Saturday, May 16th, 2009
I do admit that I am, for the most part, a social butterfly. I love people. I love talking to people, and listening to everything they have to say. I love watching people, from cafes while I drink my coffee and write. I love to engage with people, making peace with the constant risk it is to reach out, or to be vulnerable, or to try in vain to make a connection…no matter how many people are in the room. It is worth that risk for me.
But I must also admit that spring fever has me. Its got me wrapped around its little finger and I have found it is absolutely useless to resist. And oh how she is inconsistent that goddess of spring who has her spell on me. She rains and shines, and rains and shines…like me. She makes a jumbled mess of me, and I have to believe it is a beautiful mess since I have so embraced its tide.
So sometimes I find myself running around like the blood rushing through my veins, and like everyone else I watch freneticly expressing the start of new life everywhere around and within them. And then I fall, and my social graces fail, and I belong only in the garden, or behind comforting walls. Winter isn’t quite done with me yet. I belong only with what is animal, and human seems too foreign and I have somehow forgotten the language that works in that world. I open my mouth and those who know me expect my usual babbling-brook expression, but nothing comes out. Only a few petals fall, quietly, from my lips.
I always know when the inner world is calling. It always calls, but sometimes it is so rich and so in need of my presence to start new and to thrive, that I must be compelled completely to its pages…to sit with its words, and then to forget them in the blank spaces where they are open to the sky…that I must be compelled to its forests, glowing with enchanted vines and mosses…full of secrets whispered only if I get very, very quiet.
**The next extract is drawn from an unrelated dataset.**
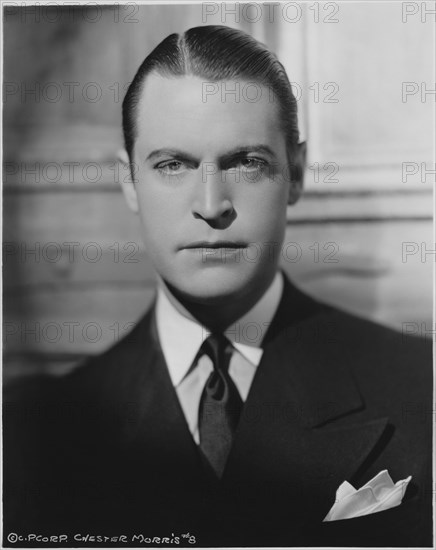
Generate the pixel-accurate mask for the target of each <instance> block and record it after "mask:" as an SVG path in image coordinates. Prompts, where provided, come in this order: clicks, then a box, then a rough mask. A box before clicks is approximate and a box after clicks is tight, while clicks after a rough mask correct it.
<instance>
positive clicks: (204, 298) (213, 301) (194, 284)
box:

Madness is a part of beauty and brilliance. I think the quiet and the madness are found in the very same place, and both speak of the same things…they just take one another to decipher the meanings….the shelter and the pounding rain against your skin…the shell and the aching emergence to explore beyond it…the cave and the open rock beneath the blazing sun…
Now is the time to keep both near…the opportunities to shine and the places to restore your light. Things will come this summer that absolutely blow your mind and heart wide open…things you never even imagined could occur for you in this life, and it is important to care lovingly for, and yet not to stifle, the beautifully exposed sprout that is growing in your glorious heart right now. Just keep opening, and closing, at your own beautiful rhythm, and trust it…like a flower, or a jellyfish, a bird flying, or a sea anemone…you are becoming, with every breath.
Just keep breathing, and love your own beautiful movement. When the fruits finally come, you will never have tasted anything like them…they will bring tears of joy to your Soul.